Fashion, Hairstyles & Beauty
Q: Hi, I am taking a prescription pill to help stop my acne and it is really working. However, around the same time I started
to take this I changed my facewash, too, and I know that it can sometimes take 6 months to get used to things like that, but it is just
a simple Neutrogena facial wash and I am still getting a few unusual pimples on my cheeks. I have never had this before and would like
to know if it is my face wash either washing too much oil out of my skin (or not cleaning enough). Somehow I think it could be not
washing enough because I know that if it washes too much you can get congestion, however, I don't think I do. Can you help me!?
A: As someone who suffered from severe acne as a teen (and who is still on prescription acne medication as an adult) I can sympathize
with you in this matter. The fact that the medication seems to be helping means that it is addressing at least a part of what is
causing your breakouts. There are many potential causes for skin breakouts.

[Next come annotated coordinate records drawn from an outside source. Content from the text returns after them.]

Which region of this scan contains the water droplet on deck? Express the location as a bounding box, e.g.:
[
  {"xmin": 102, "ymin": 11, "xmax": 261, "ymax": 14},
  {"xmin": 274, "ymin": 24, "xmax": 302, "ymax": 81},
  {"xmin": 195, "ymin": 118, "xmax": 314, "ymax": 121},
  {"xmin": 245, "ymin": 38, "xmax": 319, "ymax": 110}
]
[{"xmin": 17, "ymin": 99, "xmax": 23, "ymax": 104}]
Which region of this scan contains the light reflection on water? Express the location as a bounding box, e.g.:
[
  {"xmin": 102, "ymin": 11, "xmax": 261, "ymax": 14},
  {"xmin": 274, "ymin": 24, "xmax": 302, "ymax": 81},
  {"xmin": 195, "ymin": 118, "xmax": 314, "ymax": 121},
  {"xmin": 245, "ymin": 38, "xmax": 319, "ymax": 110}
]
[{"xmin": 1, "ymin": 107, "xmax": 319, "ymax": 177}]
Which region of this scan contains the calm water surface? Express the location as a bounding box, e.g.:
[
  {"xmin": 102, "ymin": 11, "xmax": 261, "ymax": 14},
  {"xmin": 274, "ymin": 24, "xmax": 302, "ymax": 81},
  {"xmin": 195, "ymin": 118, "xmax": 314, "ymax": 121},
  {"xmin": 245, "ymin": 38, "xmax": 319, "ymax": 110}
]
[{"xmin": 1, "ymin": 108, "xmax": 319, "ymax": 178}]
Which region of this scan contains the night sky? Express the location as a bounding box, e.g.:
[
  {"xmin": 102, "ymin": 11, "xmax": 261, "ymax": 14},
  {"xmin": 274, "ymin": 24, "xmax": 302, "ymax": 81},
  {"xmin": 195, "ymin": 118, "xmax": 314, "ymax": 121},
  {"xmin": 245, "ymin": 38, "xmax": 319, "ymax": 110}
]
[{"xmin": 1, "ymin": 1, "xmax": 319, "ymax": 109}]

Some people experience breakouts as a result of hormonal changes in the body during
adolescence (and for some women/girls as a result of hormone changes during the menstrual cycle). For some it is a systemic condition
that needs medications to treat effectively. Others may experience breakouts as a sensitivity reaction to environmental factors or
even foods, and still others may simply need to adapt their skin care routine to accommodate the changes in their body’s sebum production.
Given the prescription situation, I would actually advise that you speak to your doctor
about these new, different breakout patterns. There may be some otherwise-unnoted interactions between your particular prescription
and other topical treatments (including the active ingredients in the Neutrogena Face Wash) that he can advise you on, which could
be a cause. It may just be a matter of giving the medications time to fully invest in your system, but your doctor is the one who
is qualified to make that determination.